Electronic Communications
Does the company reserve the right to monitor Internet usage and e-mail communications on its system? Does it forbid access to inappropriate sites? And does it ban the posting of materials on the Web that may embarrass the company or bring discredit on it? If not, when you seek to take otherwise justifiable disciplinary action, you may be met with the invocation of alleged privacy rights, perhaps not preventing you from acting but surely making the task more complicated and disruptive.
Disclaimer
Most employers now understand the crucial importance of including a disclaimer—a clear, visually obvious proclamation at the outset of the manual stating that it is not a contract, that it can be modified at any time, and that employment is at-will. What employers may not appreciate is that courts will sometimes look beyond even properly prepared disclaimers and hold, based on subsequent language in the manual, that the employer has made specific contractually binding commitments.

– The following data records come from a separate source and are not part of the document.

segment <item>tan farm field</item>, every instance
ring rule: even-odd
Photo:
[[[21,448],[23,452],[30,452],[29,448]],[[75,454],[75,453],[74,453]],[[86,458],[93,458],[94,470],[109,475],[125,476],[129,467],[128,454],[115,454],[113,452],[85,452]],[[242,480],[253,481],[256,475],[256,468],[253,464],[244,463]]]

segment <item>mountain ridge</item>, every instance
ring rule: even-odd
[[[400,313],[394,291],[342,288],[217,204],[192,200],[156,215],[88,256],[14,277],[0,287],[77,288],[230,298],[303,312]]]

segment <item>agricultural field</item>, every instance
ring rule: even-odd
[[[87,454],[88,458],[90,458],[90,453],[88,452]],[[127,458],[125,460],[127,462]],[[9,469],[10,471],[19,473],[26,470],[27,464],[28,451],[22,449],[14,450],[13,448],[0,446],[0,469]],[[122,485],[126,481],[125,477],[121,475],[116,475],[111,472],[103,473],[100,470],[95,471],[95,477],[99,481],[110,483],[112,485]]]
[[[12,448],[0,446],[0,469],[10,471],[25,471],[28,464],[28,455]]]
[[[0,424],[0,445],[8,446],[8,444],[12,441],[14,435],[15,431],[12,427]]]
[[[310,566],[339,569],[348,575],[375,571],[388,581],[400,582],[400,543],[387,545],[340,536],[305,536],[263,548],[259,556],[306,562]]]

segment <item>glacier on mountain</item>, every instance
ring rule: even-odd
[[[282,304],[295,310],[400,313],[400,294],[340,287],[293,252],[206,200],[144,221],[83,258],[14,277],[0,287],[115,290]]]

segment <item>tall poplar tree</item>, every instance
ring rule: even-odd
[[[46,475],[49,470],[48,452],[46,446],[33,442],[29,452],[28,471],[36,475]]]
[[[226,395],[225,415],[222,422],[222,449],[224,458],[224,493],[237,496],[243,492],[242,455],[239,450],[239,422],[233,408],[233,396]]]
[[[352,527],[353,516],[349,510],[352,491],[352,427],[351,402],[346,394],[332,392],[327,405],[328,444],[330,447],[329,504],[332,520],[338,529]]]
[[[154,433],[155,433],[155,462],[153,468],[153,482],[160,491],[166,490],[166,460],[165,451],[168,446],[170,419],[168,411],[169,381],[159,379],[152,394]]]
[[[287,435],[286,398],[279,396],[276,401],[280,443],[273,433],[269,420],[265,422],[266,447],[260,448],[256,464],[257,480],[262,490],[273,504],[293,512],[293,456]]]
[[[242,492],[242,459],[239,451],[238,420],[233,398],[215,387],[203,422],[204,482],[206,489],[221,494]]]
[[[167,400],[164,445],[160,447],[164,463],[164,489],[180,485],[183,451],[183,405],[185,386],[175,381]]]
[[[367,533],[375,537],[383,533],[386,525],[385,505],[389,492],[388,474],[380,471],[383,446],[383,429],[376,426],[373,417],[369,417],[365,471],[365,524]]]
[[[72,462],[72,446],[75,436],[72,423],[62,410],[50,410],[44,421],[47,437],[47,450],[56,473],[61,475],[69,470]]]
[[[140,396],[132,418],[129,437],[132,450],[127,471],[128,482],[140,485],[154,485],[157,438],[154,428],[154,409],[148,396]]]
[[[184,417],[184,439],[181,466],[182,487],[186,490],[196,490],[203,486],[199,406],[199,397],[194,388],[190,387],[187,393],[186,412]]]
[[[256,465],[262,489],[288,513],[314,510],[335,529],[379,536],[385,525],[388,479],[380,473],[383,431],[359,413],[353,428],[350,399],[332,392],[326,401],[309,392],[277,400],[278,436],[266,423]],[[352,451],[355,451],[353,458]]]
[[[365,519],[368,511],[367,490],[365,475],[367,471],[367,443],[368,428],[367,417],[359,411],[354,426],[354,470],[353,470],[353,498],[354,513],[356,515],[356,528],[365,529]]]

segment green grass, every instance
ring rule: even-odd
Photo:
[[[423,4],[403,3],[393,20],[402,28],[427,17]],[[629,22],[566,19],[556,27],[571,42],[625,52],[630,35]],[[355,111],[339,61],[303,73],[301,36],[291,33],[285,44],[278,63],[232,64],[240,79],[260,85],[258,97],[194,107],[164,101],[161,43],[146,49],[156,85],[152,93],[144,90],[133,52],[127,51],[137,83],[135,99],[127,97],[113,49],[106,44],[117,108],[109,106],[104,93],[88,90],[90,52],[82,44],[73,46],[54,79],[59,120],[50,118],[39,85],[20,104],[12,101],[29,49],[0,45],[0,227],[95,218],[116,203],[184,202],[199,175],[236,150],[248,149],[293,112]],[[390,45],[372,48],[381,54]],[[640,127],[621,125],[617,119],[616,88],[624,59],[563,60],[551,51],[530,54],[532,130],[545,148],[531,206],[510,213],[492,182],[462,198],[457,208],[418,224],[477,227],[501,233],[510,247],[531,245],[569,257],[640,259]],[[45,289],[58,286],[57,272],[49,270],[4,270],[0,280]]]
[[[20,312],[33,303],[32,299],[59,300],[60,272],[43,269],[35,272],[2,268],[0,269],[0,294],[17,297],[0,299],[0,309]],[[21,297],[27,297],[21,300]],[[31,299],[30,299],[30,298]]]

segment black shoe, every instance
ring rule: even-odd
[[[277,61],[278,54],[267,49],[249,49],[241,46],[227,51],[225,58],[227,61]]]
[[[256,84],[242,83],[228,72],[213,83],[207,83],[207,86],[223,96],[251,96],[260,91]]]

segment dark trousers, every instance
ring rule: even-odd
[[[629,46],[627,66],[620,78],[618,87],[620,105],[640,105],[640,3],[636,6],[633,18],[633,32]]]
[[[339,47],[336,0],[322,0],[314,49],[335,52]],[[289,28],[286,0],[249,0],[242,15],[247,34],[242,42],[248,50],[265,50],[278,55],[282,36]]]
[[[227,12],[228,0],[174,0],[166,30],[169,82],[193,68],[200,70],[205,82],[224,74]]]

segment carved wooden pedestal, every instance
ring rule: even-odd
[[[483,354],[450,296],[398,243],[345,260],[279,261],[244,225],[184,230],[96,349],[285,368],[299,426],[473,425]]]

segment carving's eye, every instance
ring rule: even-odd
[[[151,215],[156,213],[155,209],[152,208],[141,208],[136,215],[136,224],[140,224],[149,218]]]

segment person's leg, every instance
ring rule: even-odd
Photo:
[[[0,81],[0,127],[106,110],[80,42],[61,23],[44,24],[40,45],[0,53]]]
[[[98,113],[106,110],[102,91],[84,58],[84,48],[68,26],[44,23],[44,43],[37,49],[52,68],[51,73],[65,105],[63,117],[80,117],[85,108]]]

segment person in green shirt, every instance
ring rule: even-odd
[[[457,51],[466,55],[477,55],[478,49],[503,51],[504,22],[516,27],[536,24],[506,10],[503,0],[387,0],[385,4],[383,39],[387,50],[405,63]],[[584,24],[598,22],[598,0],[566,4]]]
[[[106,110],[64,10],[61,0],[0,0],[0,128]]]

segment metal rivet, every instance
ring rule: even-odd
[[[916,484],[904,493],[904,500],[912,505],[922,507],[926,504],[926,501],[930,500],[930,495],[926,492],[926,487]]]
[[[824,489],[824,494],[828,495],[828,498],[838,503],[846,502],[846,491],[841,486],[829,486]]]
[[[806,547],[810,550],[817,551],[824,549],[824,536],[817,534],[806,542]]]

Non-Solicitation and Non-Distribution Policies
The rules regarding non-solicitation and non-distribution are complicated and vary depending on whether the activity is conducted by employees or non-employees, and where the soliciting and distribution of literature takes place. Poorly drafted non-solicitation and non-distribution policies can create problems for employers, and often are used as evidence against the employer in unfair labor practice charges and election objections before the National Labor Relations Board (NLRB). Even non-unionized employers can be found responsible for unfair labor practices if their restrictions on solicitation and employee speech are improperly drafted or limit "concerted protected activity."
Multi-State Workforces
Key employment laws vary greatly from state to state. Cities and states often protect categories under their EEO laws that are not protected under federal law (sexual orientation, personal appearance, and family responsibility, for example). Some states enforce restrictive covenants vigorously, while others impose limits on employees' future employment opportunities only in very narrow circumstances. Most multi-state employers seek to create a manual that includes the broadest possible collection of rules of general applicability; they then supplement the manual with short statements of policies that apply in particular jurisdictions. You should read your manual from the perspective of the jurisdiction least likely to enforce it and consider what the consequences might be for enforcement of your regime.
Grab Bag
There are a host of other questions you should ask. Do you give employees the right to make copies of their personnel files (giving free discovery to plaintiffs' attorneys)? Do you speak in terms of gender-specific "maternity leave" or more generally about "parental leave"? If you have a list of infractions that invite serious discipline, is the list written flexibly, so as to avoid an argument that conduct that was not iterated deserves a less severe employer response? Does your orientation process involve getting a written acknowledgement from each employee that he/she has read and will obey the rules, so as to foreclose any argument downstream that the manual was never properly presented? Do you forbid all disclosure of information about employee compensation, in possible violation of the NLRB? If you find these problems lurking in your personnel manual, you should address them promptly—your own policy manual should not make the legal landscape more challenging for you.